Conflicting precedents and the SCA’s approach

The SCA acknowledged conflicting High Court decisions on whether section 8 relief can be granted after a final arbitral award. One line of authority, Genet v Van der Merwe N O found that section 8 does not give the courts power to extend the time-bar after an arbitrator has made an award upholding a time-bar defence. The court there had regard to the final and binding effect of arbitration awards provided in section 28 of the Arbitration Act. It reasoned that if the legislature intended for section 8 to reverse the final and binding effect of a time-bar award, it would have been expressly stated so in section 8, or elsewhere in the Arbitration Act.

Another line of authority, King Civil v Enviroserve Waste Management suggested that courts could extend time-bars by amending the arbitration agreement, even post-award. The court in King Civil reasoned that, in granting an extension in terms of section 8, a court would not be interfering with the award of the arbitrator but would merely be amending the arbitration agreement. So that, at the “continuation of the arbitration proceedings on the merits”, the arbitrator would merely be presented with an amended arbitration agreement. The court reasoned that an application in terms of section 8 “constitutes an entirely separate procedure” which is, it said, something Genet did not appreciate.

The SCA’s findings on appeal

  • Applicability of section 8: The SCA held that section 8 applies only to future disputes and not to disputes that have already arisen and been subject to an arbitral award. The SCA emphasised that Kidrogen had agreed to the time-bar provision in the arbitration agreements and had ample opportunity to seek an extension before the arbitration commenced. By failing to do so, Kidrogen’s hardship was self-created.
  • Interpretation of section 8: The SCA reaffirmed the principles of statutory interpretation, emphasising the need to consider the text, context and purpose of the provision. It noted that section 8 was intended to address undue hardship caused by restrictive time-bars in arbitration agreements.
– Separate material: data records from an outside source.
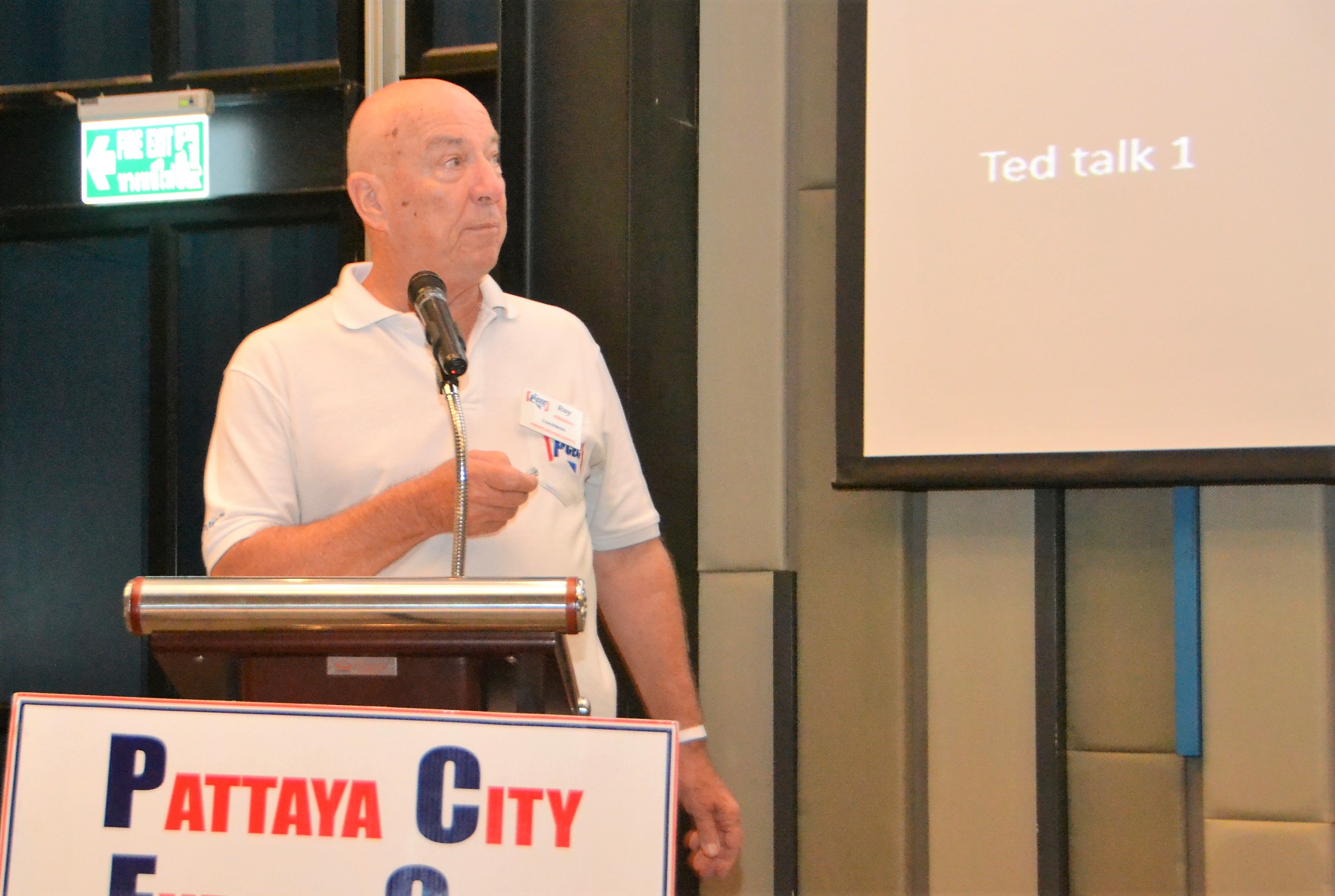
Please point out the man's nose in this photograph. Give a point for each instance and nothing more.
(489, 186)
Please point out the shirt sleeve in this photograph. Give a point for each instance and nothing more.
(617, 503)
(249, 479)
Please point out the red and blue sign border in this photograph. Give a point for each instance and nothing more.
(24, 700)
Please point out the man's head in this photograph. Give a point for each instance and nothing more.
(425, 175)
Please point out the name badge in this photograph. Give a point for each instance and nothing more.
(552, 418)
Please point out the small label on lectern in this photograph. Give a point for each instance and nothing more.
(362, 665)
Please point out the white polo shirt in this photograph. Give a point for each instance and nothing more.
(338, 402)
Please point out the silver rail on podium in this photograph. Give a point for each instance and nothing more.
(278, 639)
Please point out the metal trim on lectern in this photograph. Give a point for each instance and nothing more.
(245, 619)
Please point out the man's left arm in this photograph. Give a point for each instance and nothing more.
(641, 605)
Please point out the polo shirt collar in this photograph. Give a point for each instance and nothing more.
(354, 306)
(357, 309)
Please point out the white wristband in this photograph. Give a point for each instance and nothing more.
(695, 733)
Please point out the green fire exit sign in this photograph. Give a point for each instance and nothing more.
(146, 159)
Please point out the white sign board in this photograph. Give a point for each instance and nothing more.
(175, 798)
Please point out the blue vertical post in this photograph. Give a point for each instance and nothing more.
(1186, 567)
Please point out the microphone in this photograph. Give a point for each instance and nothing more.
(426, 293)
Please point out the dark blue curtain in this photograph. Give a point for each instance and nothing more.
(234, 282)
(74, 405)
(459, 23)
(233, 34)
(58, 41)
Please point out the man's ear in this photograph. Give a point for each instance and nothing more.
(365, 192)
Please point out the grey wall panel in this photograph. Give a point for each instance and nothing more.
(980, 586)
(1269, 858)
(1266, 643)
(1127, 824)
(741, 285)
(736, 692)
(850, 560)
(1120, 620)
(812, 31)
However, the SCA found that the section did not apply to disputes that had already been determined by an arbitral award.
  • Undue hardship: The SCA found that the Kidrogen’s delay in seeking an extension was self-created and not justified and it had not shown that the hardship was disproportionate to its own fault in the matter. Further, the company had ample opportunity to apply for an extension before the arbitration commenced but failed to do so.

Practical implications

The SCA’s decision provides important guidance on the finality of arbitral awards and the limited circumstances under which courts may extend time-bars for commencing arbitration proceedings. Once an arbitral award is issued, it is final and binding, and courts have very limited power to intervene. Section 8 of the Arbitration Act applies only to future disputes and cannot be used to extend time after a final award has been made.

This decision underscores the importance of careful contract management and timely action in arbitration matters. A party wishing to make an application for extension of time under an arbitration agreement should ensure that it is made promptly as delay may be fatal to their case.

 A reminder that “you cannot outrun a storm that you have created with your own hands”.